Published 09/21/2018, 08:55 AM
Updated 07/09/2023, 06:31 AM

The US dollar has suddenly turned in a move that's left some market watchers scratching their heads, while others vindicated. Earlier this week, Ashraf' issued a special video for Premium subscribers titled "Invalid Thesis" related to the US dollar. The Dow and DAX trades were stopped out while the EUR/USD and USD/CAD were closed at a profit. Canadian CPI and retail sales are due next. Meanwhile, the pound is falling across the board on a BBC announcement that PM May will make a statement at 15:45 London time indicating she will not be changing her position on Brexit (TRNSLTN: sticking with her Checkers Speech and augmenting odds of a no-deal Brexit).

USDX Dailly Chart

The US dollar has quickly fallen to multi-month lows on a variety of fronts even as Treasury yields rise to multi-month highs and economic optimism rises. It's a change in correlation that's caught many off guard. Here are some of the reasons for the shift:

1) Global growth Trade wars are a looming risk but so far the hype hasn't matched the reality. Companies may be able to better-withstand the pain than believed

2) Midterms Pollsters are saying there is a 75% likelihood Democrats will take the House. That will cripple any chance of further US tax cuts but, more importantly, it will curb Trump's ambitions on trade and leave the US deadlocked once again.
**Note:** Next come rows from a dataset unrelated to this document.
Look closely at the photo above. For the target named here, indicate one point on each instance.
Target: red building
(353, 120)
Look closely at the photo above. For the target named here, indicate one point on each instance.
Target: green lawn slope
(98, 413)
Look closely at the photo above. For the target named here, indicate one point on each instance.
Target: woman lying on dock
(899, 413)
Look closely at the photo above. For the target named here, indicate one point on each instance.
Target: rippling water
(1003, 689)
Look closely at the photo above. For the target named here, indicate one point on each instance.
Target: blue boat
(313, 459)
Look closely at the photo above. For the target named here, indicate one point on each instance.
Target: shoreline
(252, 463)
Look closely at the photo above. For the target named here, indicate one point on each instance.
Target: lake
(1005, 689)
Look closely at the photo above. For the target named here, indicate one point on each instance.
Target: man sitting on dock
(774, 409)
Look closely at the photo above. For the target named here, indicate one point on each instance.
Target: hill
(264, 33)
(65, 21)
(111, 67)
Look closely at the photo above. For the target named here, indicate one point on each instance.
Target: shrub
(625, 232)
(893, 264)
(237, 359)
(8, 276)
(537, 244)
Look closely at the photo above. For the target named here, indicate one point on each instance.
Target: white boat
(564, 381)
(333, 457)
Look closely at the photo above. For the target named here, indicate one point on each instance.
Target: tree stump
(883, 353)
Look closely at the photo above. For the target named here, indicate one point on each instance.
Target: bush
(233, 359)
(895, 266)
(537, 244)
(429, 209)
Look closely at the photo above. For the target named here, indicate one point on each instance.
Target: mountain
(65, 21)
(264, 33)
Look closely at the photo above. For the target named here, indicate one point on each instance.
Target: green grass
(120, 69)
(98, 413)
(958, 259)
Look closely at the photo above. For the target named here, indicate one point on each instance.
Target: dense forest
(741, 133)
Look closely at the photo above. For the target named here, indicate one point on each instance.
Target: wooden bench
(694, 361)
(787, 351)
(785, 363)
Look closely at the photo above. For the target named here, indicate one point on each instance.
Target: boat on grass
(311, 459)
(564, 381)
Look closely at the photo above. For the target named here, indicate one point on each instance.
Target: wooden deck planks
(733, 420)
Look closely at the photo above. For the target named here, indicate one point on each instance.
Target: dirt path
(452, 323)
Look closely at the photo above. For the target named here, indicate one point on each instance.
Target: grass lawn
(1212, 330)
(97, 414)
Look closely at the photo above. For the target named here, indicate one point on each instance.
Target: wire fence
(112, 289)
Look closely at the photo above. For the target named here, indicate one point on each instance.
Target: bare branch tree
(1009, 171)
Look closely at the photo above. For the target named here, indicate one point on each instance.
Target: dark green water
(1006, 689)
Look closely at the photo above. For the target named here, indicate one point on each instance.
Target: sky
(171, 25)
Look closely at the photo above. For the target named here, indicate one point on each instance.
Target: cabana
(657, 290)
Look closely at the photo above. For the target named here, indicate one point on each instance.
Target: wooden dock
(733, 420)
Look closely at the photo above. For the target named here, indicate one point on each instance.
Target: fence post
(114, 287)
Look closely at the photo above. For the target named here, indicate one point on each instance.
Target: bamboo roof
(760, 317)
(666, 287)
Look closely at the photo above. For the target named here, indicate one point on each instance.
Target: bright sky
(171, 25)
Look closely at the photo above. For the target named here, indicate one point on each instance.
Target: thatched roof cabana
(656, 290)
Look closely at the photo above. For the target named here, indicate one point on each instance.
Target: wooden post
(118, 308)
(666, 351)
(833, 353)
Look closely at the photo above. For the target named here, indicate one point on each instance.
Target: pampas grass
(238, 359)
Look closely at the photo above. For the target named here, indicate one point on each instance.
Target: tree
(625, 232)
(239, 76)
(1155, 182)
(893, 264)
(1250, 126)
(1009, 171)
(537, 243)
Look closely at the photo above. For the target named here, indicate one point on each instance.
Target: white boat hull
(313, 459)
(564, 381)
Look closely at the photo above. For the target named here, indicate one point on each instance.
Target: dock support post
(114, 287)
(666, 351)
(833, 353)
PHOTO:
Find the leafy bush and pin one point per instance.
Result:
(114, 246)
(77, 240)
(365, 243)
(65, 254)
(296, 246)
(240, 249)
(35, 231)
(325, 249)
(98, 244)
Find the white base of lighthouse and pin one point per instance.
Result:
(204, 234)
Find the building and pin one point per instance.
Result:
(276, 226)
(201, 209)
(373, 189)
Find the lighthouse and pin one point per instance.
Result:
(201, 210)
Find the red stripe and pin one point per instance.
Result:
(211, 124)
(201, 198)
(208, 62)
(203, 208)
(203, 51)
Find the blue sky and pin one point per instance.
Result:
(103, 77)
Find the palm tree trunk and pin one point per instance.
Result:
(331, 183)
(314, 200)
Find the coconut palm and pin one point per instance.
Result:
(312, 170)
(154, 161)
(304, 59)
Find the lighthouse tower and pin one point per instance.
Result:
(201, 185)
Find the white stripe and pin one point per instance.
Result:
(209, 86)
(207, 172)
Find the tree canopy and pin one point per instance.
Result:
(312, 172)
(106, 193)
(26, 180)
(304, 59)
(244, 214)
3) Positioning This has been a looming risk on almost every front. CFTC positioning shows the market unequivocally long US dollars and better economic data in the UK and elsewhere has inspired short covering.

4) Twin deficits Rising yields are at least partly due to US trade and current account deficits expanding and the potential costs of financing external debts at a time when opportunities are beginning to present themselves elsewhere.

What's next? Stephen Jen pioneered the idea of the 'dollar smile'. It's a chart illustration of how the US dollar strengthens as growth is either 1.5% stronger or 1.5% weaker than G7 peers. The latest signal from the market may be that growth elsewhere will catch up to the US in the year ahead as the effects of the tax cut fade and other economies pick up. It's early days still, but this is a long-term trend to watch.